Salvador Dalí’s encounter with Cubism began in 1922 while he was a student in Madrid and after reading the magazine L’Esprit Nouveau, which his uncle managed to obtain for him from Barcelona. For the five or so years he made Cubist works, Dalí experimented with different styles, influences and techniques that had materialised during the movement’s fifteen years of life, although ultimately the tenets of Purism, a more recent version of Cubism, would resonate more.
His 1923 Autorretrato cubista (Cubist Self-Portrait) serves as a good example to demonstrate that crossover of influences. Thus, in his portrait-mask, with its African aesthetics, Dalí inserts a composition inherited from the Analytical Cubism Picasso was working on around 1910, adding the papier collé technique, introduced by Picasso and Braque in 1912.
Photography with visible light enables us to gain insight into the technique Dalí used in this emblematic self-portrait, an early piece in his Cubist period.
By directing the zoom towards the sides, we can see that the support used is not canvas but rather paperboard.
Dalí would affix a number of elements to the support, for instance newspaper, cigarette paper and a slide frame, making it a collage, an innovative technique specific to Cubism and introduced from 1912 onwards.
He would later create the black lines of the composition, forming a triangular structure that splits the surface up into small geometric spaces.
These spaces were filled with short brushstrokes in a chromatic palette with cold colours.
Dalí also underlined certain black lines — for instance his own eyebrows — to lend greater weight to this identifying strand of his portrait.
Furthermore, macro photography provides information about the conservation state of the work.
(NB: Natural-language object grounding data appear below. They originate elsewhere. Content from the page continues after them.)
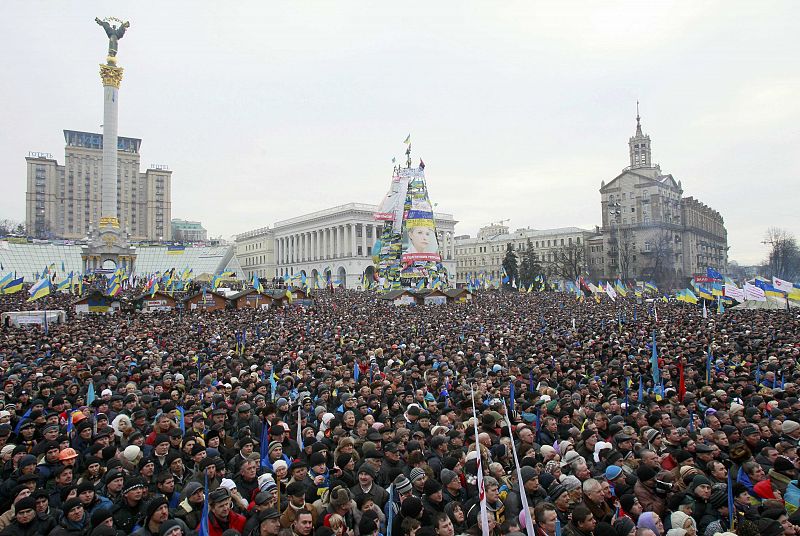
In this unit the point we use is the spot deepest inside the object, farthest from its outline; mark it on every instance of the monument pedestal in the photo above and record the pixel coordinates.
(108, 243)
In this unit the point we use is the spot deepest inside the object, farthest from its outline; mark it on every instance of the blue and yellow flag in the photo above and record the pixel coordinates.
(40, 289)
(13, 286)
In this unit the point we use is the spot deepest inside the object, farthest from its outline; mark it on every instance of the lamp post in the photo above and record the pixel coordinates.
(615, 213)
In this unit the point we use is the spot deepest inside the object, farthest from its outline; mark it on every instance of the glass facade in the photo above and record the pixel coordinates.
(29, 260)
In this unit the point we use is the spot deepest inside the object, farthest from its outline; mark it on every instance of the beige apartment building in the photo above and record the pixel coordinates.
(484, 253)
(65, 201)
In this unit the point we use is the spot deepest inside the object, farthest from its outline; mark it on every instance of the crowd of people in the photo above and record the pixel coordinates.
(353, 417)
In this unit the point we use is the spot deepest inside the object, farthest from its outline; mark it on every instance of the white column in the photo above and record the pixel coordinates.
(364, 251)
(352, 244)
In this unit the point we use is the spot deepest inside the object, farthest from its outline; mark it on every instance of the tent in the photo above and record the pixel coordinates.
(772, 303)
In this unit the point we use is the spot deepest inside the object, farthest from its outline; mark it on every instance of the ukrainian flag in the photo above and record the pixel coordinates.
(257, 284)
(40, 289)
(704, 293)
(13, 286)
(620, 288)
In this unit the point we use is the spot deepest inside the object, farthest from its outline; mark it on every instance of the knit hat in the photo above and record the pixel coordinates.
(651, 434)
(623, 526)
(769, 527)
(403, 484)
(343, 459)
(432, 486)
(447, 476)
(626, 502)
(645, 473)
(70, 504)
(316, 459)
(783, 465)
(28, 503)
(339, 497)
(131, 483)
(613, 471)
(411, 507)
(131, 452)
(789, 426)
(100, 515)
(170, 524)
(556, 490)
(416, 473)
(278, 464)
(154, 504)
(719, 497)
(295, 489)
(190, 489)
(368, 469)
(528, 473)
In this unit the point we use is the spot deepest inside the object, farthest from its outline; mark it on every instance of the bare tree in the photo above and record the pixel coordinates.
(662, 253)
(783, 259)
(622, 253)
(569, 262)
(9, 226)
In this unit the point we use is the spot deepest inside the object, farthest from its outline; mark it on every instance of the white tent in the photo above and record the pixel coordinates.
(772, 303)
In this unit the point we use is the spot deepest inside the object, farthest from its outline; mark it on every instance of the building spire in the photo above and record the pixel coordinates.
(638, 120)
(639, 145)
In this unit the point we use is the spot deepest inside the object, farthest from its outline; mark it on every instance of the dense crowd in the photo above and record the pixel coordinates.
(353, 417)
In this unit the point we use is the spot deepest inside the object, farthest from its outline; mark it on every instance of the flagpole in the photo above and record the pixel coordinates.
(522, 494)
(484, 519)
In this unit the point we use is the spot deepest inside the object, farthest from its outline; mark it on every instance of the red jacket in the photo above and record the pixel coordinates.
(235, 521)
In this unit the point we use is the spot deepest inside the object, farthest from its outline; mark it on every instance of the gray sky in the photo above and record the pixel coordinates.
(267, 110)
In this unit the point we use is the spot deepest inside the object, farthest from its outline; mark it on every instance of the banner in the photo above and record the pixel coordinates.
(752, 292)
(732, 291)
(782, 285)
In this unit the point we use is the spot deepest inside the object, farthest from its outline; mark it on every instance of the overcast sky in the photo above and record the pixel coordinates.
(268, 110)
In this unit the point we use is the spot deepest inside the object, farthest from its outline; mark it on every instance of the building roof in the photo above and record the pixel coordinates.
(29, 259)
(523, 233)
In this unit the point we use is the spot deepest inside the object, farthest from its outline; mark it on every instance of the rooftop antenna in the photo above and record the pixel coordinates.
(638, 120)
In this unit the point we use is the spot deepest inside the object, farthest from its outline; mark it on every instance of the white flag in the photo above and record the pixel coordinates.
(481, 490)
(522, 494)
(611, 292)
(732, 291)
(752, 292)
(782, 285)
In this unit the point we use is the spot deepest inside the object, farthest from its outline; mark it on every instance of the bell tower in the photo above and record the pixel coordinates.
(639, 146)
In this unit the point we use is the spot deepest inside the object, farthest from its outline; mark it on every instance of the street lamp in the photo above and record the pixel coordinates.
(615, 213)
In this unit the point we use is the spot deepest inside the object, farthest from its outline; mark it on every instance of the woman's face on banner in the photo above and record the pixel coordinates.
(421, 238)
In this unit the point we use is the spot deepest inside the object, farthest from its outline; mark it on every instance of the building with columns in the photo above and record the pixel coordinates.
(338, 240)
(255, 251)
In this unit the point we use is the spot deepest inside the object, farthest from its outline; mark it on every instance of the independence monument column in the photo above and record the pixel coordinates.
(111, 75)
(107, 241)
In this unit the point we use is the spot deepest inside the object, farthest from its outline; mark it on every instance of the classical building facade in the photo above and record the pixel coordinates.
(484, 253)
(649, 230)
(188, 231)
(337, 240)
(255, 251)
(66, 201)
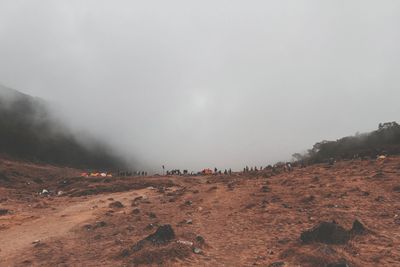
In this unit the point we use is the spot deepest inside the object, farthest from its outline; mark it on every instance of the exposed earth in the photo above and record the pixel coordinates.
(228, 220)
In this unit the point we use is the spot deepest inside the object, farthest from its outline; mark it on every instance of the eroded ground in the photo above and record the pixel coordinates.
(238, 220)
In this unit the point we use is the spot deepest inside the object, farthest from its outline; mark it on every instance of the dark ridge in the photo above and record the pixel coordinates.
(28, 132)
(383, 141)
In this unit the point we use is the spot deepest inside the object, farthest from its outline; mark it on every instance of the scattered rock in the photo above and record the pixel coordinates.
(332, 233)
(152, 215)
(200, 240)
(184, 242)
(100, 224)
(265, 189)
(358, 228)
(135, 211)
(164, 234)
(116, 205)
(4, 212)
(308, 199)
(341, 263)
(197, 250)
(326, 232)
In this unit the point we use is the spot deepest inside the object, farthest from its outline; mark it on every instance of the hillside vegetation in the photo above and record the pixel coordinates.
(385, 140)
(28, 132)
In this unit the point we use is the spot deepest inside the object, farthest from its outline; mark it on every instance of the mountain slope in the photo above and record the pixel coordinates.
(27, 131)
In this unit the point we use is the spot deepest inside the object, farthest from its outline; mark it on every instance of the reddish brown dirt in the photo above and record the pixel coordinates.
(245, 220)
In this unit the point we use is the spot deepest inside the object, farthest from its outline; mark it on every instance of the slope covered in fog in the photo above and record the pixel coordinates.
(28, 131)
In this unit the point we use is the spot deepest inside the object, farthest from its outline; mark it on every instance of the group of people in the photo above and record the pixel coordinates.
(287, 167)
(132, 173)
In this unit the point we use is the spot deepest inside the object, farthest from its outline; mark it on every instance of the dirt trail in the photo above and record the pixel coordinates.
(56, 224)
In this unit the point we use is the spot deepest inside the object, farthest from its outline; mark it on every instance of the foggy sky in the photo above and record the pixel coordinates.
(194, 84)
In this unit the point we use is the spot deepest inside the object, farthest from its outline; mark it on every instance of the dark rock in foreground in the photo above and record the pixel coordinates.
(332, 233)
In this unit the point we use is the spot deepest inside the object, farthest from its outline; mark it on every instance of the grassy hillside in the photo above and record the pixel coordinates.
(28, 132)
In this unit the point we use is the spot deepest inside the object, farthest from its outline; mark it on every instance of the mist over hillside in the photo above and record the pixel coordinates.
(29, 131)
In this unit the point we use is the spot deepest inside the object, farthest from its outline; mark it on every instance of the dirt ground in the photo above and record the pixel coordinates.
(252, 219)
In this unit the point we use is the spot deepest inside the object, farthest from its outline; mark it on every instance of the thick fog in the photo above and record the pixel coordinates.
(195, 84)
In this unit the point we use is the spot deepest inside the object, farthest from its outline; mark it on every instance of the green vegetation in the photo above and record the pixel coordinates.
(384, 140)
(27, 132)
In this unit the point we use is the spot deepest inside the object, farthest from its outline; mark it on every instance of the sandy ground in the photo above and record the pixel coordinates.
(244, 220)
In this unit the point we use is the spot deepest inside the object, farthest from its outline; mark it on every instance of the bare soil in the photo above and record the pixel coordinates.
(237, 220)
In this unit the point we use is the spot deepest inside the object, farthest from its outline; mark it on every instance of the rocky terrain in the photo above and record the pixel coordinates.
(345, 214)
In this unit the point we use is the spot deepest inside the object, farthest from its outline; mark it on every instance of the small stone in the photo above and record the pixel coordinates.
(197, 250)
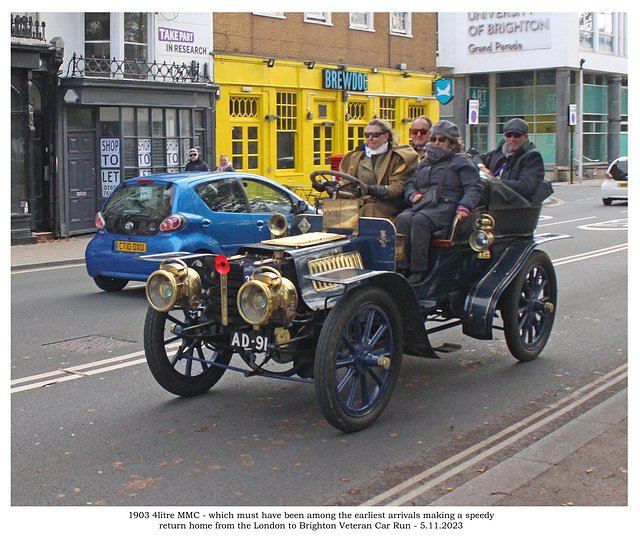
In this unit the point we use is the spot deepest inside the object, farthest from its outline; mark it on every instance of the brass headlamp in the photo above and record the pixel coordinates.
(266, 293)
(482, 238)
(172, 282)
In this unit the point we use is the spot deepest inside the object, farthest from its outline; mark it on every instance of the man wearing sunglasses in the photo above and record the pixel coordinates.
(419, 134)
(516, 161)
(383, 166)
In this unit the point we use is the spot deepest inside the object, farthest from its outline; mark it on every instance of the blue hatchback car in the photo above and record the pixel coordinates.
(189, 212)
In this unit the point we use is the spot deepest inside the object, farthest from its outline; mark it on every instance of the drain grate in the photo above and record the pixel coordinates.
(88, 344)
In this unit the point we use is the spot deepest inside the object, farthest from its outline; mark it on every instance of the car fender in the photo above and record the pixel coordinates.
(482, 300)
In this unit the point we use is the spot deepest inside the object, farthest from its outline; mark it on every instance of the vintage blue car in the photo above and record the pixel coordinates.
(182, 212)
(326, 305)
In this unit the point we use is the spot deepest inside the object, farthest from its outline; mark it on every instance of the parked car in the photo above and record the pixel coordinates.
(615, 187)
(182, 212)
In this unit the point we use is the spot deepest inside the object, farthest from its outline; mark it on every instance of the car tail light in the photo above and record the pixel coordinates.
(99, 221)
(173, 223)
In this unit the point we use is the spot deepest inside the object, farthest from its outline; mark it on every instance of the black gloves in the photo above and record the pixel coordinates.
(380, 192)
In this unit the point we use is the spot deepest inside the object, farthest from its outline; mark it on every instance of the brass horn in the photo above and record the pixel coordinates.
(278, 226)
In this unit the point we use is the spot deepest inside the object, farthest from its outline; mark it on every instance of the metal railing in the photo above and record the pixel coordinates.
(79, 66)
(26, 27)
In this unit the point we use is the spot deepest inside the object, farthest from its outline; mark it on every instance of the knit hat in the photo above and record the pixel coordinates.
(445, 128)
(516, 125)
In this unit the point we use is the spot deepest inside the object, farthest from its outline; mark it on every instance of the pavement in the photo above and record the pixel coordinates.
(583, 463)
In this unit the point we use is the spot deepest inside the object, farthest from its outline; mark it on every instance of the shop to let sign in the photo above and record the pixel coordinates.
(110, 164)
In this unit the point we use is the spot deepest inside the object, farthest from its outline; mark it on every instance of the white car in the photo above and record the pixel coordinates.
(614, 187)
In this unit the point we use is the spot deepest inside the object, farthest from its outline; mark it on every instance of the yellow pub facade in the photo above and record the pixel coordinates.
(284, 119)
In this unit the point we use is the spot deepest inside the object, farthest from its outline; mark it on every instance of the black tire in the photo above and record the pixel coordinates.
(529, 307)
(174, 368)
(110, 284)
(352, 387)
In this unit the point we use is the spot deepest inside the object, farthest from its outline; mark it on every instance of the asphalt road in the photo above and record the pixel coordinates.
(109, 435)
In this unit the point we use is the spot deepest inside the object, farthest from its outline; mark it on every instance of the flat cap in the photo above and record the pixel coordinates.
(516, 125)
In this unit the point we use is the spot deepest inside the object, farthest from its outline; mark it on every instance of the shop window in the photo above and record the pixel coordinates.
(355, 136)
(605, 32)
(388, 110)
(287, 112)
(97, 35)
(136, 43)
(357, 111)
(244, 147)
(400, 24)
(416, 110)
(516, 79)
(362, 20)
(155, 140)
(243, 107)
(586, 30)
(322, 144)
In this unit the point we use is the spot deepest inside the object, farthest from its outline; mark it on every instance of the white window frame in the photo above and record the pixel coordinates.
(366, 26)
(318, 17)
(406, 16)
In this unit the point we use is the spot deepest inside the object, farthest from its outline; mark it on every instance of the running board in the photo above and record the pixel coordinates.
(448, 347)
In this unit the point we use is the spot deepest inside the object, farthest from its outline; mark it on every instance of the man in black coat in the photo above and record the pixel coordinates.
(195, 163)
(516, 160)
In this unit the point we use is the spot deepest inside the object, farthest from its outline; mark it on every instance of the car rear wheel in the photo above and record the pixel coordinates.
(110, 284)
(180, 360)
(529, 307)
(358, 358)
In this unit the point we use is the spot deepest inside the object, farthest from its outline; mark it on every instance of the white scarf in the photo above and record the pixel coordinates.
(380, 150)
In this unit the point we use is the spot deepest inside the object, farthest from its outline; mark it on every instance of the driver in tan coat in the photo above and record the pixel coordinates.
(383, 166)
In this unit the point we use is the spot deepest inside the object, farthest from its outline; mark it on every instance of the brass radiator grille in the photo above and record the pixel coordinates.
(343, 260)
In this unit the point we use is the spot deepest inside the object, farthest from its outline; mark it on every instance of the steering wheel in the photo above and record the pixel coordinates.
(335, 188)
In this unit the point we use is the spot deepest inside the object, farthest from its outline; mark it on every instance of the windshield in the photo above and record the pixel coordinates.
(138, 209)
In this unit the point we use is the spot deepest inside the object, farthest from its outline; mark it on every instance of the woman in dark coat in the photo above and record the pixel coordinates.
(459, 194)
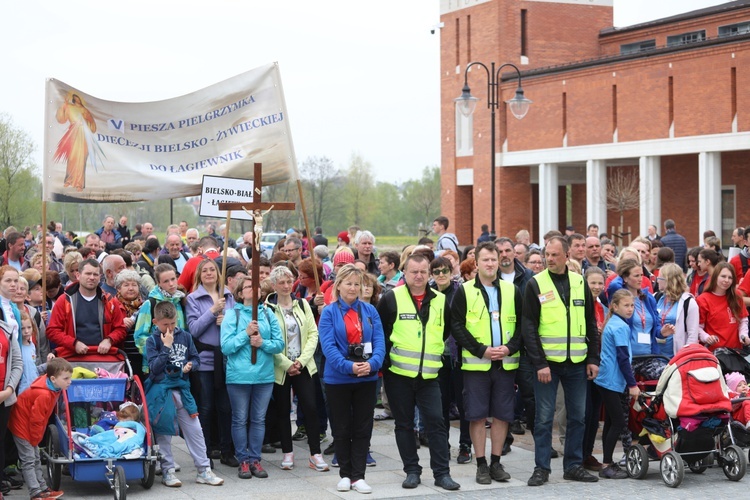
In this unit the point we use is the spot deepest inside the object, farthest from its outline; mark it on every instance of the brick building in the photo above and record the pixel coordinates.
(668, 100)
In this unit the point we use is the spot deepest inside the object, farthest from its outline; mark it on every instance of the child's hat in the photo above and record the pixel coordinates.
(733, 380)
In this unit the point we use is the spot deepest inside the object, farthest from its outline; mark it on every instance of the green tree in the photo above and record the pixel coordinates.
(319, 181)
(20, 190)
(422, 198)
(358, 186)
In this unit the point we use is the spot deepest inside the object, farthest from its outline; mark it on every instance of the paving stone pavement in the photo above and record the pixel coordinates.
(302, 483)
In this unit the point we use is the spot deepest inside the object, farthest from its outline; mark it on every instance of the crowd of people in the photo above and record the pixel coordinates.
(507, 335)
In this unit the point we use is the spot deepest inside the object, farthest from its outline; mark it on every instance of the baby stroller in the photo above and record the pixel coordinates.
(686, 421)
(75, 414)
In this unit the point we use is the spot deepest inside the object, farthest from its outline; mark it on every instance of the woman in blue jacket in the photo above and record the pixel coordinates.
(249, 385)
(352, 340)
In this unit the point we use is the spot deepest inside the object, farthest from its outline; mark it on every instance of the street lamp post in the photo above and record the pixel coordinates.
(467, 103)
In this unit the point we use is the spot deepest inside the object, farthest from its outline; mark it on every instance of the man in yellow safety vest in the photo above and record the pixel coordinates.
(562, 342)
(415, 322)
(485, 314)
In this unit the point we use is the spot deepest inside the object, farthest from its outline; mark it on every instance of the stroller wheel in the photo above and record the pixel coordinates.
(672, 469)
(636, 461)
(735, 463)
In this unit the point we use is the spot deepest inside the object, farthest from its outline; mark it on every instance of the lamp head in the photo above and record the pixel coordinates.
(467, 103)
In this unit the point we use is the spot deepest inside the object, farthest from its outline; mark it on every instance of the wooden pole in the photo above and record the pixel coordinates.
(44, 257)
(310, 242)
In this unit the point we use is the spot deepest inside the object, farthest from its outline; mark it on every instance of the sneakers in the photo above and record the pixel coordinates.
(345, 484)
(177, 468)
(230, 460)
(208, 477)
(578, 473)
(483, 474)
(300, 435)
(287, 463)
(361, 486)
(497, 472)
(257, 470)
(317, 463)
(464, 454)
(538, 478)
(48, 493)
(243, 472)
(613, 471)
(517, 428)
(169, 479)
(592, 464)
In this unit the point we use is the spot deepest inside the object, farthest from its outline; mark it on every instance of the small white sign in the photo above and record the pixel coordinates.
(217, 190)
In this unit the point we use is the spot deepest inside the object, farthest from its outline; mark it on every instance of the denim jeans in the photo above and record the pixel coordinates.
(215, 400)
(573, 380)
(249, 405)
(404, 393)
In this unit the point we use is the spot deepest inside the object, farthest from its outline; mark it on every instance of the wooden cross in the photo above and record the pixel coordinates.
(258, 208)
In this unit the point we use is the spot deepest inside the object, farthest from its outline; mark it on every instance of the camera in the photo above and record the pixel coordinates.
(357, 353)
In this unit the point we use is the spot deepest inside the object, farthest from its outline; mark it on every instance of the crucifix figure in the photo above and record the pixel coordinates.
(257, 208)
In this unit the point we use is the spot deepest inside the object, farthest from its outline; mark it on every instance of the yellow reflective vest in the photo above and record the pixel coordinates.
(479, 324)
(561, 343)
(417, 348)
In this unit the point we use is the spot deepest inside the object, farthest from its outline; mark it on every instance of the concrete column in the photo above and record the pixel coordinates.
(650, 188)
(548, 199)
(596, 194)
(709, 193)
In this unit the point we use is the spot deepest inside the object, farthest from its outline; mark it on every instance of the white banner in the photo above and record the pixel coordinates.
(106, 151)
(217, 190)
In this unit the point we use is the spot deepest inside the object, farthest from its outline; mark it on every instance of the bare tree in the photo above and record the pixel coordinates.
(623, 194)
(17, 177)
(319, 177)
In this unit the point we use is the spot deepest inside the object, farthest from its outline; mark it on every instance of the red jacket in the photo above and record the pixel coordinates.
(29, 416)
(61, 330)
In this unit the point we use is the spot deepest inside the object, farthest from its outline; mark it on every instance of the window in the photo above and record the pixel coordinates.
(634, 48)
(728, 214)
(692, 37)
(464, 134)
(735, 29)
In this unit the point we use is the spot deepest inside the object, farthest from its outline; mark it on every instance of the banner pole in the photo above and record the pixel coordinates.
(44, 256)
(224, 256)
(310, 242)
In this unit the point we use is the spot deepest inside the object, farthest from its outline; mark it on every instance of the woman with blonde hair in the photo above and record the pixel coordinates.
(353, 342)
(677, 308)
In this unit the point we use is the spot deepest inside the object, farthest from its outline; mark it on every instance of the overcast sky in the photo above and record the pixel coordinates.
(359, 76)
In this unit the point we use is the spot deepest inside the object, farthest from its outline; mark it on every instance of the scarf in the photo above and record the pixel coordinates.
(131, 306)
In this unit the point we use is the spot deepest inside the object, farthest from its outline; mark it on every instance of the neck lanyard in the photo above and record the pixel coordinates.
(668, 305)
(642, 313)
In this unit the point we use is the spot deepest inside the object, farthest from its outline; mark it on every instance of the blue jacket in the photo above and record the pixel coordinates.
(235, 344)
(650, 302)
(333, 341)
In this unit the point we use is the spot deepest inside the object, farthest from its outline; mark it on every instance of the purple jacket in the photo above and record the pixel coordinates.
(202, 323)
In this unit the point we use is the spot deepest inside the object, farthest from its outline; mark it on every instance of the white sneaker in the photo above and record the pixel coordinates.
(177, 468)
(169, 479)
(208, 477)
(287, 463)
(361, 486)
(344, 485)
(317, 463)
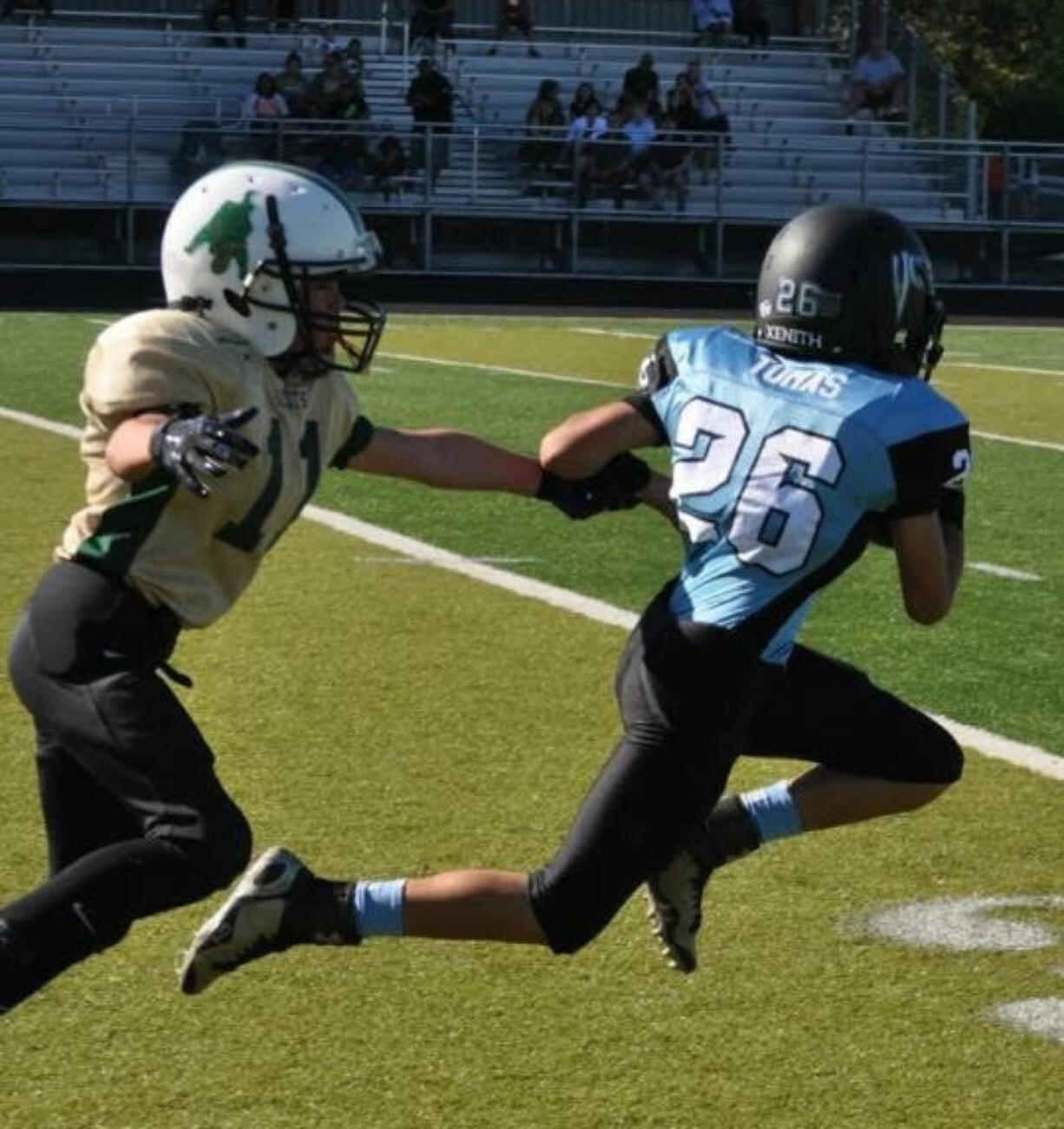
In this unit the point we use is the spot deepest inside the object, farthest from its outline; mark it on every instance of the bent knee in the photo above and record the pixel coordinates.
(569, 914)
(221, 852)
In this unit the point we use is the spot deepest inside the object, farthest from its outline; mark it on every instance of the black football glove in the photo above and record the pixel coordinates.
(203, 449)
(614, 487)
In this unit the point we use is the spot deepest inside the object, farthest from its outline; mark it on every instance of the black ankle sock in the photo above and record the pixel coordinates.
(727, 833)
(321, 915)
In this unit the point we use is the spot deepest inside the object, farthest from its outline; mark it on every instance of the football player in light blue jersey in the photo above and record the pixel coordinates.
(790, 450)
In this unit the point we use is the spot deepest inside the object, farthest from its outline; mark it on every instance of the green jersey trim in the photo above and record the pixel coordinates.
(127, 525)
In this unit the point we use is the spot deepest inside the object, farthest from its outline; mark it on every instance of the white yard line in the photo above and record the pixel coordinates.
(989, 745)
(1041, 443)
(567, 377)
(611, 333)
(1002, 570)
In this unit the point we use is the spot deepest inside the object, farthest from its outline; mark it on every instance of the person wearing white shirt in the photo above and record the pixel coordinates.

On the grey surface underneath the cigarette paper, to the left of the figure, we can make out a series of vertical cracks, fissures on the pictorial layer which are repeated in multiple white, grey and black areas.
In this kind of study the light stresses the relief of the work. In this instance, it offers a different view of the brushstrokes, impastos and elements Dalí added to the composition.
Such a vigorous imprint of the brush and plays with delineation are striking, with the artist moving the brush in different directions, at times using energetic curved movements to build different layers of colour. This can be seen on the face.
It is also worth analysing in detail the newspaper to the right of the figure: the coarseness of the paper, a crease running cross-wise and a large crack in the paint that corresponds to the upper edge of the newspaper, where we can also see a minor loss of paint.
This tool also enables us to detect potential intrinsic problems with the work’s structure. On the one hand, small dots in which elements of the collage show an emerging lack of adhesion; and, on the other, the problems of exfoliate on the paperboard, perceived on the side.
Observing Dalí’s Cubist self-portrait under ultraviolet light demonstrates significant details related to previous restoration treatments. The different nature and age of the materials conditions its response to light, which is why the inconsistent strip on the bottom end, corresponding to colour retouching, appears yellowy and clearly delineates the portrait.
On the lower edge of the painting these reintegrated losses highlight a greenish-grey colour — lighter than the original — which appears in blue and violet tones. This, therefore, makes it easier to narrow down the real extent of such chromatic reintegrations.
In this case, the study of the work according to the infrared range does not provide significant details of whether there is a preparatory drawing or prior compositional outline.
Nevertheless, it is also worth looking more closely at the newspaper cuttings. The letters printed on the paper appear to be defined, making them easier to read and demonstrating, in some areas, the printed letters on the back.